Brasil - Encaminhada à Câmara dos Deputados no início de abril, a PEC (Proposta de Emenda à Constituição) da Segurança Pública, apresentada pelo Governo Federal como um esforço para ampliar a proteção ao cidadão, propõe uma série de mudanças estruturais na segurança pública do país. Entre as alterações previstas, estão à inclusão do Susp (Sistema Único de Segurança Pública) na Constituição Federal, a atualização das atribuições das polícias federais, a criação de corregedorias autônomas e a previsão constitucional de fundos específicos para a área.
O ministro da Justiça e Segurança Pública, Ricardo Lewandowski, tem defendido a medida como um marco regulatório fundamental para dar maior solidez ao Susp, criado em 2018 por meio de uma lei ordinária. Segundo ele, a constitucionalização do sistema permitiria ao Brasil estruturar sua política de segurança de forma semelhante ao que acontece com o SUS (Sistema Único de Saúde), que coordena esforços nacionais e locais na área da saúde.
Na avaliação do governo, a medida é essencial para promover maior integração entre União, estados e municípios na formulação e execução das políticas de segurança. A proposta também visa padronizar protocolos operacionais, criar diretrizes gerais para o sistema penitenciário, estabelecer normas para coleta e tratamento de dados estatísticos e fixar as atribuições das guardas municipais.
Mudanças
Apesar das alterações previstas, especialistas criticaram as alterações. Um dos pontos que mais chamou a atenção foi à mudança no papel da PRF (Polícia Rodoviária Federal), que passaria a se chamar Polícia Viária Federal. Além do policiamento ostensivo nas rodovias, suas atribuições seriam ampliadas para incluir ferrovias e hidrovias, além de permitir o apoio direto às forças estaduais em operações de segurança pública. Segundo especialistas, a iniciativa poderá acarretar em riscos de sobreposição de funções e aumento da letalidade policial.
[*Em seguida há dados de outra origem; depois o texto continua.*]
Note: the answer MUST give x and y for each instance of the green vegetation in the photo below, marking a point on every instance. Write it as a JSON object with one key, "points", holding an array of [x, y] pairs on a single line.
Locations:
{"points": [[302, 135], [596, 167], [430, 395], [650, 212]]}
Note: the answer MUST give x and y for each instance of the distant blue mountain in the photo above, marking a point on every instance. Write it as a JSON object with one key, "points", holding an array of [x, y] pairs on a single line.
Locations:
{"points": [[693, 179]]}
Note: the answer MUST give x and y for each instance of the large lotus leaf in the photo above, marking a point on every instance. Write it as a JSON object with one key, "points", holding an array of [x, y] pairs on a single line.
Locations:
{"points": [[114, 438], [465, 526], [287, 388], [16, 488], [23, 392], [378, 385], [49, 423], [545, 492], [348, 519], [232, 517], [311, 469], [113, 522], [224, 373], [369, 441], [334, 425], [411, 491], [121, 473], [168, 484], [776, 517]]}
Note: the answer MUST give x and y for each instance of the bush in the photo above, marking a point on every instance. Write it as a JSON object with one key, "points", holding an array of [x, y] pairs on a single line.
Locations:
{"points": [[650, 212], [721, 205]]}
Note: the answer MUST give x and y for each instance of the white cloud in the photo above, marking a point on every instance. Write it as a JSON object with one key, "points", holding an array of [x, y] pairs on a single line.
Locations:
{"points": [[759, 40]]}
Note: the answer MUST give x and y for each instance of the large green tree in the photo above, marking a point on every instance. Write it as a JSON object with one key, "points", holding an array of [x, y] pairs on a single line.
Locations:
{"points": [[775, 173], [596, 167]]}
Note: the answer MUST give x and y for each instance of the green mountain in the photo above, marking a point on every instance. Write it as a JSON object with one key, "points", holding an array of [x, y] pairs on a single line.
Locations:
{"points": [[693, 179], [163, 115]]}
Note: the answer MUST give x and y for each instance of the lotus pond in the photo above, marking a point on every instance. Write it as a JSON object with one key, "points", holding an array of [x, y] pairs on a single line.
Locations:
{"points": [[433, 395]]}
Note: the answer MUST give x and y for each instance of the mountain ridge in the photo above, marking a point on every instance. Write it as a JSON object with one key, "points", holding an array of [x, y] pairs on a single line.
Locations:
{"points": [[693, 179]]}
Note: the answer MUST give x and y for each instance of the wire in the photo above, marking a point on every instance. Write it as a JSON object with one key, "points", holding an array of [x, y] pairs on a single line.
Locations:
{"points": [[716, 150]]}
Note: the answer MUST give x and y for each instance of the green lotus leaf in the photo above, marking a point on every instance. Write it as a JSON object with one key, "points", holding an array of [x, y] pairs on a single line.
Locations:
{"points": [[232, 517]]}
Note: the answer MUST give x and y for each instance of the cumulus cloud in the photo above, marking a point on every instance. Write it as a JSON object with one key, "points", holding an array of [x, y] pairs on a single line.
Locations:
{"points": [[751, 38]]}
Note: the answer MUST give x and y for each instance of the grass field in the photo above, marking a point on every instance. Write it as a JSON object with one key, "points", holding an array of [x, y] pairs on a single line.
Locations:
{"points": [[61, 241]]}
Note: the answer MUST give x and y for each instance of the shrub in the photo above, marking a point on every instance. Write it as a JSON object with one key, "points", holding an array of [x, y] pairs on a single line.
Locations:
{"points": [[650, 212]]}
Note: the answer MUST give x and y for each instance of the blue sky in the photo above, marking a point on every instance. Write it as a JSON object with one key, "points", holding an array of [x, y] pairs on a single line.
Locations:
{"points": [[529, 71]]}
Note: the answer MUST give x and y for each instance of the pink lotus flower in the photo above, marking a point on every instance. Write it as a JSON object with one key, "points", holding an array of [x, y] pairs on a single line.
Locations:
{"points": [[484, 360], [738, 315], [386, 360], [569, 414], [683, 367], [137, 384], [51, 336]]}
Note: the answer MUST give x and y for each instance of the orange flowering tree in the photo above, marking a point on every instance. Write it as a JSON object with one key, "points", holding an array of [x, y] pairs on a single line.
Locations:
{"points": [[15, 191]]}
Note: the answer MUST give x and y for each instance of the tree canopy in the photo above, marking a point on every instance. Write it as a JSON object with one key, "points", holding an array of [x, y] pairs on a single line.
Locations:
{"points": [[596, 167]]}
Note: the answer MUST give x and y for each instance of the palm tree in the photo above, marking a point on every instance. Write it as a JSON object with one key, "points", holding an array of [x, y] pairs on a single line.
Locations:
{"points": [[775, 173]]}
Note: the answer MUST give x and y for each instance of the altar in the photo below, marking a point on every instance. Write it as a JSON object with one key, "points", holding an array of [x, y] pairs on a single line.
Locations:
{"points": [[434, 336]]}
Outra inovação da PEC é a proposta de criação de corregedorias e ouvidorias com autonomia funcional. A medida tem o objetivo de reduzir interferências políticas e corporativistas em investigações internas e garantir maior transparência e controle sobre as forças de segurança. A constitucionalização dos Fundos Nacional de Segurança Pública e Penitenciário Nacional também está prevista, como forma de garantir a destinação de recursos à área, blindando-os contra cortes e contingenciamentos orçamentários.
Críticas
Os especialistas que analisaram o texto tem demonstrado ceticismo quanto ao impacto real da proposta sobre a segurança pública do país. Para a pesquisadora da Universidade Federal Fluminense Carolina Grillo, a PEC “não introduz mudanças efetivas” no modelo atual. “Ela apenas constitucionaliza práticas já existentes e não oferece uma resposta concreta à sensação de insegurança vivida pela população”.
Grillo reconhece, no entanto, alguns avanços na proposta. Para ela, a inclusão do Susp na Constituição é um passo importante para consolidar um modelo mais coordenado entre os entes federativos. “Hoje, não há clareza sobre as atribuições de cada instância da federação no campo da segurança pública. A constitucionalização pode ajudar a padronizar dados e garantir uma atuação mais coordenada entre os governos”, pondera.
O professor José Cláudio Souza Alves, da Universidade Federal Rural, também se mostra crítico à proposta. Ele acredita que a PEC ignora as raízes estruturais da criminalidade. “O problema está na base de uma estrutura social cruel e excludente. Sem oferecer alternativas sociais, econômicas e políticas para a juventude periférica, qualquer reforma institucional será inócua”, alerta. Para ele, a medida serve mais como um instrumento de debate político entre o governo e a oposição do que como um mecanismo real de transformação.
Apenas “mais do mesmo”
A ampliação das competências da PRF, por exemplo, é vista com reservas por Souza Alves. “Isso é mais do mesmo. Já vimos operações da PRF que resultaram em massacres. Em 2020, por exemplo, em apenas dois dias, foram 17 mortos em ações conjuntas com a Polícia Civil na Baixada. Fortalecer essa lógica de confronto armado não resolve o problema”, critica.
Já Alan Fernandes, professor da Fundação Getulio Vargas (FGV) e ex-tenente-coronel da Polícia Militar de São Paulo, considera a PEC um passo importante para mudanças estruturais no longo prazo. “Ela não trará resultados imediatos, mas cria as bases para uma transformação profunda, especialmente ao mobilizar diferentes forças políticas em torno de um tema de interesse nacional”, avalia.